How can it be:  a piano recital without music by Bach, Beethoven, Brahms, Schubert, Mendelssohn, Chopin, Liszt, or Rachmaninov??  Well, it can be wonderful, if someone like Roman Rabinovich created “An Homage to Picasso” that uses piano music to describe the Zeitgeist of the Picasso era.  

Roman Rabinovich at Detroit’s Orchestra Hall

But first, a look at an earlier era, when Spanish missionaries tried to promote beautiful music as a way to Christianize the indigenous South Americans (remember the movie “The Mission”?)  Domenico Zipoli was one of them.  His utterly charming Keyboard Suite # 2 is so reminiscent of his contemporary Domenico Scarlatti’s music, much more so than the music of his other contemporaries J.S. Bach and G.F. Handel.  Both Zipoli and Scarlatti were Italians who threw themselves into the Spanish style of the day.

(By sheer coincidence, this very evening as Roman was ending his concert, PBS Detroit was airing “Now Hear This!”, featuring, yes, Scarlatti!  Prepared, I set my VCR machine beforehand, and thus, had it taped:  it put Roman, the Domenicos, and early Spanish music all together for me!)

Claude Debussy, like Picasso in painting (but even more like his contemporaries’ Impressionists), forged a new musical style, using the “odd” scales, like the Pentatonic and Arabic .  The “Estampes” are picture postcards of southeast Asia (gamelan effects), Granada, and gardens in the rain.  A great piece!  Mr. Rabinovich has an incredibly clean attack.  Watching his hands move beautifully with his curled fingers cascading up and down the keyboard (especially in “Gardens in the Rain”), while the left hand crosses over in staccato beats is a pleasure to the eye as well as to the ear.
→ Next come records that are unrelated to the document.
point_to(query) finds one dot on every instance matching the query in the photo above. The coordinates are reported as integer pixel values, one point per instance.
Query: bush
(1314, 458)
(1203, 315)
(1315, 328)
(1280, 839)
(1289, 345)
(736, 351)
It is always welcome to have an Erik Satie piece in a program.  His Gnossienne # 1 is so full of surprising intervals, even after numerous hearings.  This work was paired with Roman’s own composition, “Clown on a Bicycle”.  He suggested both opuses could be exemplified by Picasso’s “Blue Period” and one can visualize that easily, as clowns were a  frequent theme of that time.  Really excellent visualization of an awkward clown trying to negotiate the mysteries of riding a bicycle!  Ridi, Pagliacco!, indeed!    Mr. Rabinovich is so multitalented!  Pianist, composer, artist:  his Composers sketch in the program is, to me, a work of genius.

(By the way, I again interrupt to thank Pro Musica’s Harry Pevos for his insightful program notes, and, on this night, the DIA generous lending a grand piano for this concert, as all three of Orchestra Hall’s pianos were being used for the DSO’s Opening Night Weekend’s concerts.  {The things that happen behind the scenes!!  Only in live performances!!!})

The first half of the program ended with George Gershwin’s splendid “Three Preludes”, the outer two full of fiery rhythms, and the central beautiful “blues lullaby”.  So very satisfying!  And, yes, Picasso’s “Three Musicians” fits the piece’s character.  And I’ll take that middle movement every day of my life….

Francisco Goya’s works are portrayed by Enrique Granados’s “Goyescas”.  I liked the interplay between the left and right hands in “The Maiden and the Nightingale”, the melody mostly in the right hand but the left hand would have its turn as well.  Roman made sure of that, bringing out that left hand strongly.  In the “Fandango”, the swaying melody was accompanied by the piano-sounds of the castanettes:: brilliant work by our artist picturing flamenco dancers.  The third, “Balada”, shows the influence of Chopin and Liszt.  The listener is not prepared for the darkness to follow, but that was Goya’s story, too.  Death is coming, and though Granados wasn’t around for the Spanish Civil War, he might have had a premonition of the carnage of Guernica, and that was the subject of Picasso’s greatest work.  

Finally, Stravinsky’s most Russian composition, “Petrouchka”, from which Mr. Rabinovich excerpted three movements.  If it can be said that, up to now, Roman’s program had been somewhat understated, he let it all out in this blockbuster.  Russian Dances” showed his expertise in percussive playing, hammering chords and glissandos.  The humorous “Petrouchka”s Cell, or Home, with its quirky tunes and harmonies and “squeeze-box” effects were a delight, and then, the “Shrovetide Fair” brings the house down.  It’s frightfully difficult to play, with its rapid and wild jumps, fast scales, glissandos, and tremolos, but great pianists love the challenge, and Rabinovich passed this with flying colors.  Bravo to the virtuoso!!  

Roman rewarded us with the final movement of Haydn’s Sonata in E-flat Major.  He has made a recording project of all of Haydn’s works for piano.